S’y ajoutent la Stratégie de l’administration numérique suisse 2024-2027 ainsi que la Stratégie de l’administration fédérale numérique, qui abordent le thème de l’IA, du moins dans certains domaines. Toutefois, les titres de ces stratégies révèlent déjà un problème fondamental : l’administration numérique en Suisse ne progresse que lentement. Or, une infrastructure numérique bien développée et des données accessibles sont essentielles pour l’utilisation de l’IA. Il reste à voir si cette «offensive» numérique se répercutera positivement dans les classements futurs.
Les documents stratégiques ne sont pas la seule clé de la réussite. Cela montre une fois de plus pourquoi certains indicateurs et les classements qui en résultent doivent être considérés avec une saine dose de scepticisme. Bien classés, ils offrent toutefois des repères précieux pour mieux identifier les progrès et les reculs et pour responsabiliser les milieux politiques.

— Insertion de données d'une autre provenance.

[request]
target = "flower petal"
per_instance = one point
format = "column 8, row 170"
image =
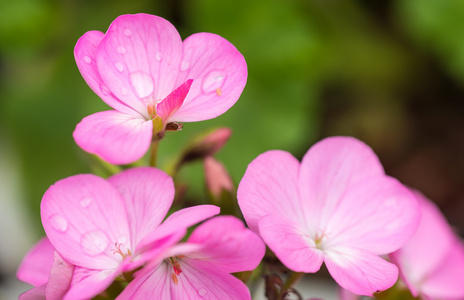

La Suisse reste extrêmement attractive en tant que place économique, une évolution réjouissante, mais à la fois risquée. Le succès et la prospérité ne vont pas de soi, et comportent un risque d’autosatisfaction. Les bons classements peuvent inciter à sous-estimer les défis existants et à procrastiner sur les réformes nécessaires. Or, dans la compétition internationale, quiconque stagne recule rapidement.